La pelirroja sorbió su té helado, pensativa. Era amiga de María desde hacía años y la quería como a una hermana pequeña, pero tenía que reconocer que no era muy lista. En ese momento se alegró de que fuera así.
 
—Escúchame, María, no le cuentes a nadie lo que me acabas de contar.
 
—Joder, tía, que cara se te ha puesto de pronto. Pues claro que no se lo voy a contar a nadie ¿te crees que soy tonta?
 
—Tonta, puta y bocazas. Júrame que te olvidarás de este asunto.
 
—¡Que sí!
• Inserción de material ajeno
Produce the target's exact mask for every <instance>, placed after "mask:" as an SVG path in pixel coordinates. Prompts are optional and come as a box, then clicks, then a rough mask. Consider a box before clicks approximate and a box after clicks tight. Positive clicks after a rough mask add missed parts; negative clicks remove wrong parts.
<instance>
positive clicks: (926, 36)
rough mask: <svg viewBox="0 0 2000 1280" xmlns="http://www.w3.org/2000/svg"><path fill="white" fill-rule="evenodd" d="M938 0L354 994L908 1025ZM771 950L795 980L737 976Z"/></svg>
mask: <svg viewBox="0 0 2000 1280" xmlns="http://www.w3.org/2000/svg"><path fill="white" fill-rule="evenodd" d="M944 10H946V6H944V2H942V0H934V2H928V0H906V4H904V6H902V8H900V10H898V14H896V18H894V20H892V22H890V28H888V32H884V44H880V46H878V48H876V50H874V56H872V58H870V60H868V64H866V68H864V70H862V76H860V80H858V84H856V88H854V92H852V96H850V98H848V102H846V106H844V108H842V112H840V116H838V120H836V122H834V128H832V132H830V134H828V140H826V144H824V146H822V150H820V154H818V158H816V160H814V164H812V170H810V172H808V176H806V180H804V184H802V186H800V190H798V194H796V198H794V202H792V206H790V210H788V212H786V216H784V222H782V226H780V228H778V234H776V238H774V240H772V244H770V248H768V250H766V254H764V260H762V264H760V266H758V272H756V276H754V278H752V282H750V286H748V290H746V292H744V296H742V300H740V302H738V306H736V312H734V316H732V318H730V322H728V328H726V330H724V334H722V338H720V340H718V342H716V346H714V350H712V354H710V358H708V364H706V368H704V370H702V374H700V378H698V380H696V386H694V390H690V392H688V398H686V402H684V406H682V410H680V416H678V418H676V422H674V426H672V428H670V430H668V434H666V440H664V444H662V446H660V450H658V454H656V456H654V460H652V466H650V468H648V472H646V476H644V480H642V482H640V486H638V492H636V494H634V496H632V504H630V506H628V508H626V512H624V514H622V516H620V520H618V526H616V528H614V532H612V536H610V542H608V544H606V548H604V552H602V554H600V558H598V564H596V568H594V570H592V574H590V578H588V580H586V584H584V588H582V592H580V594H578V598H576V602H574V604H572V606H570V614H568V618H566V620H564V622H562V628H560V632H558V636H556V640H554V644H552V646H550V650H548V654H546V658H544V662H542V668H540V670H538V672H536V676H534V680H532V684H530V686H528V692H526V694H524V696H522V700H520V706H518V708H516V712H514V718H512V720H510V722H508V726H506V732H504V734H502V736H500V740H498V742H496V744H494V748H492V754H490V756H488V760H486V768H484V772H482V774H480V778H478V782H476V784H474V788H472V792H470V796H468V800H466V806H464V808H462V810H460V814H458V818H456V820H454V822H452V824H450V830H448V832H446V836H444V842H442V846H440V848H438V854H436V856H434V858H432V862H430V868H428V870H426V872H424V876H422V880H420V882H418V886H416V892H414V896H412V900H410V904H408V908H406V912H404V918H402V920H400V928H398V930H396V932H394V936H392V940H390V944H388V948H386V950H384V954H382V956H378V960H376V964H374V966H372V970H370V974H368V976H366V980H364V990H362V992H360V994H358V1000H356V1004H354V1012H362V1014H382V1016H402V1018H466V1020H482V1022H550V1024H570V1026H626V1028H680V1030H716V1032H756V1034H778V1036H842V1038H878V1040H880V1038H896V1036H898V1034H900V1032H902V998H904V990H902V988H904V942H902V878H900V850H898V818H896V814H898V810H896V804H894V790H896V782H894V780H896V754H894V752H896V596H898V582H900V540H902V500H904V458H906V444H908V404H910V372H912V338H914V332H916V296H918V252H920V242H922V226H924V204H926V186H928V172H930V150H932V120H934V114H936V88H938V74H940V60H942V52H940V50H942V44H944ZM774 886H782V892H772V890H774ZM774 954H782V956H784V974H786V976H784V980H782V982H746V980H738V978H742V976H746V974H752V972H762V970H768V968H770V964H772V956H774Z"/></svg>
Qué pesada —María se puso de pie y se colocó los ceñidos pantalones. consciente de que el camarero no le quitaba ojo a su culito respingón—. Anda, vámonos de compras, patilarga. He visto unas falditas en Tangerine´s que te sentarían de puta madre.
 
La pelirroja se levantó, y el camarero olvidó el culito respingón para observar el fluido movimiento de dos piernas largas, cubiertas por unas medias negras que terminaban a mitad del muslo, unos centímetros por debajo de donde empezaba una minifalda de vinilo ajustada. Las dos salieron de la cafetería, cogidas del brazo y conversando animadamente.
 
Varios minutos después, mientras se masturbaba en el servicio de caballeros, el camarero cayó en la cuenta de que las chicas se habían ido sin pagar.